Linke fordern Parität bei Aufstellung von Landeslisten
Berlin: (hib/JOH) Die Bundesregierung soll nach dem Willen der Linksfraktion einen Gesetzentwurf zur Geschlechterparität bei der Aufstellung von Partei-Landeslisten vorlegen. In einem entsprechenden Antrag (21/6105(Dokument, öffnet ein neues Fenster)) fordern die Abgeordneten, dafür Paragraph 17 des Gesetzes über die politischen Parteien zu ändern, sodass Frauen und Männer gleichermaßen berücksichtigt werden. Die geschlechterparitätischen Landeslisten sollten abwechselnd unter Berücksichtigung der Entscheidung für den ersten Listenplatz und der von der Landesversammlung bestimmten Reihenfolge aus den für Frauen und den für Männer reservierten Listenplätzen gebildet werden.
In der Begründung heißt es, trotz einer Mehrheit in der Bevölkerung seien Frauen im Deutschen Bundestag deutlich unterrepräsentiert. Ihr Anteil sei mit der letzten Bundestagswahl um 2,4 Prozentpunkte gesunken und liege nun bei 32,4 Prozent.
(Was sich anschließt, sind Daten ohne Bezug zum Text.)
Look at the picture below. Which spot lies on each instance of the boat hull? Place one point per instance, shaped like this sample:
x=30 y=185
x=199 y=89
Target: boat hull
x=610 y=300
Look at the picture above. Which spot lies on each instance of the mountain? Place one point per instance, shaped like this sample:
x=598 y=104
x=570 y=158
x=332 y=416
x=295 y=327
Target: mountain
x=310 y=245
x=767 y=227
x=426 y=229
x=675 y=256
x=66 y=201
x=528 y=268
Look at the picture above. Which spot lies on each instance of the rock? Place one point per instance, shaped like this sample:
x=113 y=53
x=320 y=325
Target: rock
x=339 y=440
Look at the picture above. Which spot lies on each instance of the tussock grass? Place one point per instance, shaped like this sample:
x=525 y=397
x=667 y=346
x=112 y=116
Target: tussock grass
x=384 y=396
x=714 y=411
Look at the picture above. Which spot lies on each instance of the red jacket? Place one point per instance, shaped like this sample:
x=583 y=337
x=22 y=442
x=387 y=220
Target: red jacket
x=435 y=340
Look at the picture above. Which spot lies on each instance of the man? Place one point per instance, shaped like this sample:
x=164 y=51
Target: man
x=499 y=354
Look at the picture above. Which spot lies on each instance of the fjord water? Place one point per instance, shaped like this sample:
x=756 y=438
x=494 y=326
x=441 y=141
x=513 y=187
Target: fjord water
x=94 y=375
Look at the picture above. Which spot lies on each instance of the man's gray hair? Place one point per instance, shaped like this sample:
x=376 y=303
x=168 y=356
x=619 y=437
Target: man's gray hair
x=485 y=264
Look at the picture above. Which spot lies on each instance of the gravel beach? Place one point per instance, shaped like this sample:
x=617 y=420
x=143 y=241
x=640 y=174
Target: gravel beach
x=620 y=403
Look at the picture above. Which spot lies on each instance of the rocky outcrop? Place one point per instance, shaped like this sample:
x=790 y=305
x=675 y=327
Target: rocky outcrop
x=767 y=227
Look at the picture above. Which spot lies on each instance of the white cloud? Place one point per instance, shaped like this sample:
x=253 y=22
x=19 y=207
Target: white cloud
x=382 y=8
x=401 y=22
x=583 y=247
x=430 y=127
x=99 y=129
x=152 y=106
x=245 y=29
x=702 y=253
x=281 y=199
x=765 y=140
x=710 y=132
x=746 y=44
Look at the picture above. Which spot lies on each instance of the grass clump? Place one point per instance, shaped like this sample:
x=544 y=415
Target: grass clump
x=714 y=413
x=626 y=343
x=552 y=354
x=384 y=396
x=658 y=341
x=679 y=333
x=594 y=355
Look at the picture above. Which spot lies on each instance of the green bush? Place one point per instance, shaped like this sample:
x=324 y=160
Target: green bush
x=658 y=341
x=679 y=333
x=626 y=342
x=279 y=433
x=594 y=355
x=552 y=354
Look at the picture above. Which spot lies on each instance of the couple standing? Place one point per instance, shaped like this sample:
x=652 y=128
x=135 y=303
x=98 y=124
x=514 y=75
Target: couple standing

Dieses Geschlechterverhältnis sei auch im europäischen Vergleich besonders unausgewogen.
Nach Ansicht der Linken verweist das auf eine strukturelle und mittelbare Diskriminierung von Frauen im (vor-) politischen Raum. Sie untergrabe außerdem die Legitimität demokratischer Entscheidungen und habe eine „sexistische Symbolwirkung“. Ein Paritätsgesetz hält die Fraktion für ein verbindliches „und damit erst wirksames“ Instrument, um gleichberechtigte politische Teilhabe von Frauen zu ermöglichen. Es sei nicht nur verfassungsrechtlich zulässig, sondern auch politisch dringlich geboten.